The following story/essay came to me this morning and I wrote it in about 15 minutes. I don’t write fiction very well and I don’t know what came over me, and probably there are historical discrepancies. It was as if some other entity was using my hands to type.
I am unable to judge it. Probably y’all are going to say it’s good, because you don’t want to hurt my feelings. I am asking you to be brutal. Thankee kindly. Xx, Teal
P.S. I don’t know why I wrote a story with a medieval theme. Ordinarily I avoid these movies like the plague.
When I slew my enemy, I adopted his infant son as my own and raised him to be one of us.
When he came of age and learned about his past, he withdrew to a distant shore and bethought to reclaim his true identity. But he loved me as his father and so he did nothing for seven years.

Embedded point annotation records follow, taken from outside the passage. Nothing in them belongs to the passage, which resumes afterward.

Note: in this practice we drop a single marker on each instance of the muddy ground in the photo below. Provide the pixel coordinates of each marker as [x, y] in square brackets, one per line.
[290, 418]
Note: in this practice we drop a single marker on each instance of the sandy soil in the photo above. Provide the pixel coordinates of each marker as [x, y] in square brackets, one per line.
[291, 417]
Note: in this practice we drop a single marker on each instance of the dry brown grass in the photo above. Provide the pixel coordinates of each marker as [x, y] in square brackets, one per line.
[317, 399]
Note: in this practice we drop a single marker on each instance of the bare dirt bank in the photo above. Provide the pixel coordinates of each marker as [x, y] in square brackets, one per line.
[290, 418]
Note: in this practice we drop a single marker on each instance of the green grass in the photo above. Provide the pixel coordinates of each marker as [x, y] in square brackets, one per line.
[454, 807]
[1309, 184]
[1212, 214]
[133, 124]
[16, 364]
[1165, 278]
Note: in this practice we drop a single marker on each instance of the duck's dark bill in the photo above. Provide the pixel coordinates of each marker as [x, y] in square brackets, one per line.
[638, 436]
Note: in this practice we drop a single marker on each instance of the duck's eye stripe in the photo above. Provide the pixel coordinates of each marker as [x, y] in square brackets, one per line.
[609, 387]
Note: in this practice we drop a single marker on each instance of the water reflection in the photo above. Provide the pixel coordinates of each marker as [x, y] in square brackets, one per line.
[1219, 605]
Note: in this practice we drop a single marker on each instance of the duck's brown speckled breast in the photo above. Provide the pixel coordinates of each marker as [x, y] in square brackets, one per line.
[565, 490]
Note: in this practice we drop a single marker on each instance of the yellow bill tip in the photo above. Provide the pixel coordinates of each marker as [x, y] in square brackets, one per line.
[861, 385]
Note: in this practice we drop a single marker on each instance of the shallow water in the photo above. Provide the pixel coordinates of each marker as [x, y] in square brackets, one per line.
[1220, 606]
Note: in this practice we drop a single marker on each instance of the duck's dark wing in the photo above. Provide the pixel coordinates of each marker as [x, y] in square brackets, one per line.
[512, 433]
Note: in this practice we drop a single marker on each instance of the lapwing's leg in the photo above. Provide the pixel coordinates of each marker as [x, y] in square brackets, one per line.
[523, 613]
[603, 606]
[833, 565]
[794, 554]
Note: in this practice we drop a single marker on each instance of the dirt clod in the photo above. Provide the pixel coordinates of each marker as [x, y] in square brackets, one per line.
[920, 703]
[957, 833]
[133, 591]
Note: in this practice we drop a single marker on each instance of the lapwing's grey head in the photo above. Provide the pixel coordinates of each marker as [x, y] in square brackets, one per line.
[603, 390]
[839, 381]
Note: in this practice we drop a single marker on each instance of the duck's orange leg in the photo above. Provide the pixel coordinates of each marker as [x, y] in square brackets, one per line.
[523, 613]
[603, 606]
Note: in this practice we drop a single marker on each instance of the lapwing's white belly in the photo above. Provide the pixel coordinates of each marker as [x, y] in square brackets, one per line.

One day he came to me. He had grown to full manhood, had learned the ways of the world beyond our land, had lain with women, had married and fathered a son. He had gone to battle with the kin of his father, been victorious and gained lands. My quarrel with his people had long since been forgotten, but my foster son could not let it rest.
So it was that he wished to exact a measure of justice from me. But, wise though he had become, he had not learned to forgive and forget. So it was that he chose to fight me so as to avenge his father.
I did not wish to fight him, for I saw him as a son, ‘though he was not of my loins. When I saw that he would not be dissuaded, I made ready for battle. But when we met on the field, each mounted, armed with our lances and broad swords, I was prepared to die rather than harm him. I did not defend myself. He unseated me, and standing over me on the field, prepared to pierce my armor with his lance.
At that moment, my wife, who had nurtured him and prayed for us both, ran to us. Standing between us, she implored him to be merciful. So it was that he left me there, wounded but not dead, and returned to his homeland.
I am now old and ill and pining for the sight of him. My wife, ever faithful and also longing to see the son she had raised as her own, sent a courier to beg him to come to us one last time.
The days pass and I grow weaker. There is no word, our courier has not returned and I fear for his life.
One day, as I lie gazing out my window, I see a hawk circling our castle. Eventually he comes to rest on the sill by my bed. He sits there a while, then flies away. Every day for 7 days the hawk visits me at bedside and watches me.
I begin to think the hawk has come from the land past dying and is preparing to take me with him.
I resign myself to the end, and a tear escapes my eye for the wrongs I have done in life, for the love from my son I did not deserve, for the anguish of my wife, who could not bear children of her own.
On the 7th day of the hawk, my son appears at the entry to my chamber. He comes to my side and sits without a word. Our eyes meet, he takes my hand. I am finally at peace. The hawk waits for my son to say goodbye.